How to Build a "Knockout" Mouse
YOUR GOAL: You are studying how a particular gene, named OhNo, might play a role in panic attacks. You want to study mice that are missing this gene. To "knockout" the OhNo gene, you will replace it with a mutated copy that doesn't work.
1. Isolate Stem Cells
Isolate embryonic stem cells that originated from male brown mice with a normal OhNo gene (blue).
2. Add Inactive Gene With Marker
To these cells, add a copy containing a mutated, inactive OhNo gene (red), and a drug resistance marker gene (pink).
3. Similar Genes Naturally Swap
By mechanisms that are not completely understood yet, similar genes will swap places. The OhNo gene plus drug resistance marker gene is incorporated into the genome, and the normal version is kicked out. This process is called homologous recombination.
4. Add Drug
Cells that haven't incorporated the inactive OhNo gene don't have the drug resistance marker gene (pink).

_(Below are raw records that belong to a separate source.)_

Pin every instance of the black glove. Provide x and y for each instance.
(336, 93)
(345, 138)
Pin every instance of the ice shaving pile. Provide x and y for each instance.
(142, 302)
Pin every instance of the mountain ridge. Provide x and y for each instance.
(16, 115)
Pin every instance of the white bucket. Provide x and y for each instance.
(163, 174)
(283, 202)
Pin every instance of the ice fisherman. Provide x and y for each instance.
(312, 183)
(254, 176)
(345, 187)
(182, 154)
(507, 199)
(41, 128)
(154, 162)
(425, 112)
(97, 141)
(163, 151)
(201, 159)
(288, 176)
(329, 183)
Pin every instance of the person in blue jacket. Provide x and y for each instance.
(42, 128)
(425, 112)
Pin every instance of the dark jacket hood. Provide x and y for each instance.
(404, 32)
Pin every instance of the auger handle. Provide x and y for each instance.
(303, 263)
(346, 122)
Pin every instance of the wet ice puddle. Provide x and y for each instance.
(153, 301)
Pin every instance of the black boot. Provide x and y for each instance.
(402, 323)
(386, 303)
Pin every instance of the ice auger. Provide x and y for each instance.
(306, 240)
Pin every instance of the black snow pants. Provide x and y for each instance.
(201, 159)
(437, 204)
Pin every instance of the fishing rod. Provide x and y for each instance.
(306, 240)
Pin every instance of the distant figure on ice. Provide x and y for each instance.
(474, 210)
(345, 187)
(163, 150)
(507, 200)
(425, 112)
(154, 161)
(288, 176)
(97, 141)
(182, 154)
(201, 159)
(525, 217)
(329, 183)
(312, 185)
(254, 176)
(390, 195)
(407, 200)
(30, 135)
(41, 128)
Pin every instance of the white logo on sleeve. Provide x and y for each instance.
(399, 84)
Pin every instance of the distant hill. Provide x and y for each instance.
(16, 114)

Adding the drug kills cells without the marker, leaving you with only cells that have an inactive version of the OhNo gene.
5. Grow Chimeric Mice
By transplanting stem cells that carry the inactive ohNo gene into a white mouse embyro, you'll create what is called a chimera. Chimeras have patches of cells throughout their bodies that grew from white mouse cells and patches that grew from brown stem cells. Some of the cells that have the inactive OhNo gene may develop into reproductive cells.
Chimeras are easy to identify because they have both brown and white patches of fur.
6. Mate Male Chimera
If a male chimera has some reproductive cells (sperm) that originated from the brown stem cells, he will produce some brown offspring when mated with a white female.

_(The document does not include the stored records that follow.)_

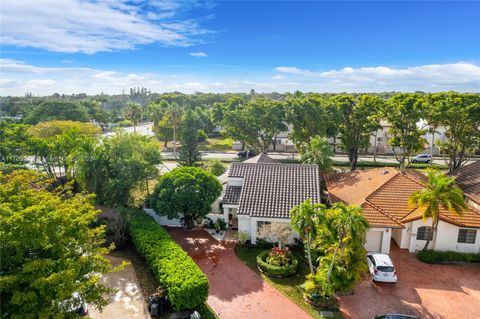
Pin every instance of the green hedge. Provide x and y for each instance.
(276, 271)
(186, 285)
(439, 257)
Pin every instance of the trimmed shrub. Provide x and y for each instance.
(186, 285)
(276, 271)
(444, 257)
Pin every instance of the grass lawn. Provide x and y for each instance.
(289, 286)
(218, 144)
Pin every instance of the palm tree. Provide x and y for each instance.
(174, 113)
(317, 151)
(134, 114)
(439, 192)
(304, 220)
(347, 226)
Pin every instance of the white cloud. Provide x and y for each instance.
(433, 77)
(92, 26)
(199, 54)
(19, 77)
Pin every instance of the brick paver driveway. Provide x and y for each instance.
(235, 290)
(428, 291)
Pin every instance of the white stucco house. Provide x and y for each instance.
(261, 191)
(383, 194)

7. Test and Breed Brown Offspring
Half of the brown offspring will have a copy of the inactive OhNo gene in all of their cells—including their reproductive cells. These mice have one normal copy of the OhNo gene from their mother (not shown) and one inactive copy from their father. So half of their reproductive cells will contain a normal copy, and half will contain an inactive copy.
These mice can be identified by performing DNA sequencing in their OhNo genes and then bred with each other.
8. You've Made a Knockout Mouse
One fourth of your resulting offsping will have two copies of the "knocked-out" or inactive OhNo gene. You can now study these mice to determine how lacking the OhNo gene may affect panic attacks.